Quando si parla dei boicottaggi dei Giochi olimpici si fa riferimento prevalentemente a due casi. Il primo è del 1980 quando gli USA trascinarono nella loro scelta oltre metà dei Paesi membri CIO in reazione all’invasione russa dell’Afganistan. Il secondo è dell’edizione successiva, quando fu il blocco dei Paesi sovietici a restituire la cortesia. In entrambi i casi, come in altri meno noti, l’azione non partì dal CIO ma dai suoi Stati membri. Anche la regola della neutralità ebbe però la sua grande eccezione: nel 1964 il CIO escluse il Sud Africa, prima dai Giochi poi dall’elenco dei suoi membri a causa del regime di apartheid.

Ci vollero quasi trent’anni, e il sacrificio di due generazioni di atleti sull’altare dell’olimpismo, per ottenere l’abolizione della segregazione razziale. Il Sud Africa venne riammesso nel 1992 e pochi anni dopo fu Nelson Mandela, attraverso il campionato mondiale di rugby, a compiere un capolavoro di integrazione sociale. Oggi, proprio il Sud Africa si assume la responsabilità di accusare Israele di genocidio alla Corte Internazionale di giustizia. Chissà se e quanto pesano questi fatti per il CIO. 

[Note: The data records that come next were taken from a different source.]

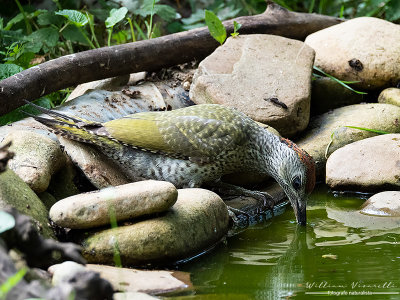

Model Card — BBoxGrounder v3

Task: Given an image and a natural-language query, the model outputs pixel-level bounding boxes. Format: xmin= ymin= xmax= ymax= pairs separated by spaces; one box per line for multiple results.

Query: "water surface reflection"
xmin=175 ymin=187 xmax=400 ymax=299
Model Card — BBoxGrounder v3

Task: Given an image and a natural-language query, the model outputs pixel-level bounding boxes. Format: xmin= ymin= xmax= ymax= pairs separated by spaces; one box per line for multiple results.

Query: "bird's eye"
xmin=292 ymin=176 xmax=301 ymax=191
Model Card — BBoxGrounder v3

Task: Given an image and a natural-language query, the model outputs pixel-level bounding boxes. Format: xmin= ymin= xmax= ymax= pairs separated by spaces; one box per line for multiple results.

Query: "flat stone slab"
xmin=326 ymin=134 xmax=400 ymax=191
xmin=50 ymin=180 xmax=178 ymax=229
xmin=360 ymin=191 xmax=400 ymax=217
xmin=297 ymin=103 xmax=400 ymax=178
xmin=82 ymin=188 xmax=229 ymax=266
xmin=305 ymin=17 xmax=400 ymax=89
xmin=86 ymin=264 xmax=192 ymax=295
xmin=189 ymin=34 xmax=314 ymax=136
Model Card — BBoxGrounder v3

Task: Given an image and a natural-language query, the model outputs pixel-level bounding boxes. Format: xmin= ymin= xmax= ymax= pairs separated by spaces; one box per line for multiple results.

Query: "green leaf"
xmin=344 ymin=126 xmax=391 ymax=134
xmin=25 ymin=27 xmax=59 ymax=53
xmin=0 ymin=268 xmax=27 ymax=299
xmin=4 ymin=13 xmax=24 ymax=30
xmin=231 ymin=21 xmax=242 ymax=37
xmin=38 ymin=11 xmax=65 ymax=27
xmin=56 ymin=9 xmax=89 ymax=27
xmin=386 ymin=0 xmax=400 ymax=21
xmin=205 ymin=10 xmax=226 ymax=45
xmin=313 ymin=66 xmax=368 ymax=95
xmin=0 ymin=211 xmax=15 ymax=233
xmin=133 ymin=0 xmax=176 ymax=22
xmin=0 ymin=64 xmax=24 ymax=80
xmin=61 ymin=26 xmax=89 ymax=46
xmin=105 ymin=7 xmax=128 ymax=28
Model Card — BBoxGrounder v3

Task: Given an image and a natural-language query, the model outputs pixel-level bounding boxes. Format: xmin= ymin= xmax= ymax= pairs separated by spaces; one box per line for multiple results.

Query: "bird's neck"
xmin=244 ymin=128 xmax=285 ymax=178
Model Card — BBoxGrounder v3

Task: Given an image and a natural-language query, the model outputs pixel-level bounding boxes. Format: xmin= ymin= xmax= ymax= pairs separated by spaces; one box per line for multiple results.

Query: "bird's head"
xmin=275 ymin=138 xmax=315 ymax=225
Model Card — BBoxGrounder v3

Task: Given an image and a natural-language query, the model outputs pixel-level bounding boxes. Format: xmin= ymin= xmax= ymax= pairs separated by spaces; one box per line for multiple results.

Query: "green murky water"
xmin=174 ymin=186 xmax=400 ymax=299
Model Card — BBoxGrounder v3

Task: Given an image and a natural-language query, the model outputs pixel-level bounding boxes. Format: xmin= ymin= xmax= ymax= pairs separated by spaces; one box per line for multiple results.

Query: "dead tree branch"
xmin=0 ymin=3 xmax=343 ymax=115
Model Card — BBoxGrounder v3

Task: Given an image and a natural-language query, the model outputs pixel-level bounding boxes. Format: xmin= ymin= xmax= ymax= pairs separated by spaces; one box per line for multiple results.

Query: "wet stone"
xmin=50 ymin=180 xmax=178 ymax=229
xmin=82 ymin=188 xmax=229 ymax=265
xmin=189 ymin=34 xmax=314 ymax=136
xmin=305 ymin=17 xmax=400 ymax=89
xmin=0 ymin=169 xmax=54 ymax=238
xmin=297 ymin=103 xmax=400 ymax=178
xmin=378 ymin=88 xmax=400 ymax=106
xmin=86 ymin=264 xmax=191 ymax=295
xmin=326 ymin=134 xmax=400 ymax=191
xmin=3 ymin=130 xmax=66 ymax=193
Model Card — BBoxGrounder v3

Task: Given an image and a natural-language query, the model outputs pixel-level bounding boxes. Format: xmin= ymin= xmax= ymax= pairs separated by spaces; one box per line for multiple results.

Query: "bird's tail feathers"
xmin=24 ymin=101 xmax=121 ymax=149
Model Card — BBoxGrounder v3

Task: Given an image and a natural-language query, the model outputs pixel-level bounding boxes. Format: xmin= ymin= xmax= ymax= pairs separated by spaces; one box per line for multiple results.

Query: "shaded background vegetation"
xmin=0 ymin=0 xmax=400 ymax=125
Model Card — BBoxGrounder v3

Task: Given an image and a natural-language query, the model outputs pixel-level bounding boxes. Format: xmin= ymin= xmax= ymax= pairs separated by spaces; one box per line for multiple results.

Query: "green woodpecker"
xmin=28 ymin=104 xmax=315 ymax=225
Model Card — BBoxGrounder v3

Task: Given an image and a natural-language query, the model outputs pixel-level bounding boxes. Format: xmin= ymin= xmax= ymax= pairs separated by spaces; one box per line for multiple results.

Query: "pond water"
xmin=173 ymin=186 xmax=400 ymax=299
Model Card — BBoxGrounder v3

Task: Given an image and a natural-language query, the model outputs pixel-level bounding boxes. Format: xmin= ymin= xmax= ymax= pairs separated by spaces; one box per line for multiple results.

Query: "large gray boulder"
xmin=82 ymin=188 xmax=229 ymax=265
xmin=189 ymin=34 xmax=314 ymax=136
xmin=326 ymin=134 xmax=400 ymax=191
xmin=305 ymin=17 xmax=400 ymax=89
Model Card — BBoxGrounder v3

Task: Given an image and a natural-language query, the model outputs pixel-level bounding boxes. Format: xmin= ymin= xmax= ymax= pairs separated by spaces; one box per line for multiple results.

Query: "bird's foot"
xmin=206 ymin=181 xmax=275 ymax=215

Se è vero che il CIO ha sempre convissuto con il timore che sorgessero organizzazioni sportive concorrenti, ora quel timore ha confini vasti che vanno dal Sud Africa alla Russia, dal Brasile alla Cina. Pare infatti che il blocco dei Paesi BRICS abbia una rete di molti altri Stati con cui immaginare dei Giochi alternativi: starebbe dunque per nascere l’antagonista delle Olimpiadi? Che sia per contrastare un futuro concorrente, che sia per evitare di implodere per eccesso di neutralità, il CIO è costretto a uscire dallo stallo per trovare sostegno alla sua credibilità.

Come potrebbe fare lo spiega Patrick Clastres, storico dell’Olimpismo all’Università di Losanna: «Il CIO è un ente di natura privata che grazie al reclutamento per cooptazione, potrebbe eleggere i suoi membri tra i leader sportivi che si battono per le libertà, agendo come avamposto democratico e pacifico per il mondo dello sport ed evitando agli atleti e alle atlete di correre rischi politici».

Verrebbe da dire che la soluzione sia più utopica del problema che intende risolvere. Anche perché, chissà se al CIO il 6 aprile, mentre celebravano la data di apertura dei primi Giochi olimpici dell’era moderna, si saranno ricordati che era anche la giornata internazionale per la pace e la libertà attraverso lo sport.